The EU “step change” that the election of New Labour represented coincided with the launch of a “concerted effort to find areas of new substantive cooperation with other member states”. This did not yield a particularly dramatic outcome overall, but did result in a “significant thickening of the relationship in a number of cases”. Sir Stephen Wall informs us that no more was this the case that in the UK-Irish relationship, where the UK’s very gesture of reaching out “served to break the ice and remove suspicion”.
The importance of the emergence of this robust UK-Irish EU partnership – centring initially on their shared pro-business outlook, but extending rapidly, in May 1997, for example, to protect against third country incursions against UK-Irish farmed fish – was explicitly recognized in the GFA. In his post-Agreement speech to the Irish Dáil in November, Tony Blair said that: “A new generation is in power in each country. And we now have a real opportunity to put our relations on a completely new footing, not least through working together in Europe”. The use of the phrase “not least through” signified the primacy of the EU in the new British-Irish dispensation; which was then reflected in how quickly they came to agree on “most” of the EU issues of the day (the exact opposite scenario of the Thatcher years).

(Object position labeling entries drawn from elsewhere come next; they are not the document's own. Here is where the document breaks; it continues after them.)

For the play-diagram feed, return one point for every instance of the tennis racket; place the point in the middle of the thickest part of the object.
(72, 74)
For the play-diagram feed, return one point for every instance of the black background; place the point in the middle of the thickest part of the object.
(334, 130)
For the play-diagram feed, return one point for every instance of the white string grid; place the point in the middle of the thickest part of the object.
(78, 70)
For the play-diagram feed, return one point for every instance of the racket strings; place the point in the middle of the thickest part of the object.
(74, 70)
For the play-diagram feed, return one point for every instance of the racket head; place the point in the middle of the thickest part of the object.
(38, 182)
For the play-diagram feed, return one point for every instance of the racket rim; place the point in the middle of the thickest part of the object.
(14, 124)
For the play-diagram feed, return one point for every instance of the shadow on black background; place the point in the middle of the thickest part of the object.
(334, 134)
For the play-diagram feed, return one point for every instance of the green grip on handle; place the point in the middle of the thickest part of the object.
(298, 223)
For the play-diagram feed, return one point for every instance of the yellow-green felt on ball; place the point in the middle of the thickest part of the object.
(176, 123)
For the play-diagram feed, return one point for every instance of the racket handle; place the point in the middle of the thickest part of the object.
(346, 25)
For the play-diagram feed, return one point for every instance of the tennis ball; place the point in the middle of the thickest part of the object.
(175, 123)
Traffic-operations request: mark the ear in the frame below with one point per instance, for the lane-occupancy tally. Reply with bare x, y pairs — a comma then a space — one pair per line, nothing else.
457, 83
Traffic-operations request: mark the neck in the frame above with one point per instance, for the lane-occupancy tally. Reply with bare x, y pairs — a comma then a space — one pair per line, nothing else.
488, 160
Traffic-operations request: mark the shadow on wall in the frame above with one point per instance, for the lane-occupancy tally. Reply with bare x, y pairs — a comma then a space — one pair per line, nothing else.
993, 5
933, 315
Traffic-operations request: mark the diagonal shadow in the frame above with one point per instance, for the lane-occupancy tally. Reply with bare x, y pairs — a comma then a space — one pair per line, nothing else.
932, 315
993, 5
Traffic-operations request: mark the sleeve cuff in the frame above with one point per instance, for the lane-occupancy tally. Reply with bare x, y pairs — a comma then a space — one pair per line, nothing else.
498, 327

Brexit and its dramatic impact on the totality of UK-Irish relations
The effectiveness and efficiency with which Tony Blair and Bertie Ahern achieved the GFA undoubtedly benefitted from their extraordinary inter-prime ministerial partnership. This must be placed, however, within the wider context of the fledgeling UK-Irish EU partnership activating a more profound and consequential sense of the totality of their relations. This extended to the Blair-Ahern partnership itself, with both premiers conceiving of one and other not just in terms of the Northern Ireland issue, but the potential for mutually influencing EU affairs, as well as realizing their own ambitions to become European leaders.
The fundamental issue with Brexit is that beyond even the intra-EU rivalry of the Thatcher years, the totality of UK-Irish relations is dramatically diminished by the unprecedented member state-third country dynamic which now characterizes the relationship between both states. Irrespective of the relationship between prime ministers and taoisigh consequently, the scope of their agency is severely limited by what the Irish Foreign Affairs/Defence Minister Simon Coveney has described as the “different paths” their states are now embarked upon. A clear illustration of this was the almost throwback sight of Prime Minister Boris Johnson and the then Taoiseach Leo Varadkar’s ‘walk and talk’ on the grounds of Thornton Manor in October 2019. The “pathway to a possible [Brexit] deal” which both saw this from indicated an apparently sustainable uptick in UK-Irish relations; yet the subsequent implementation of that EU-UK deal (or lack thereof) has instead drawn out the entirely different visions for the future that both countries are adherent to.
This post represents the views of the author(s) and not those of the Brexit blog, nor of the LSE.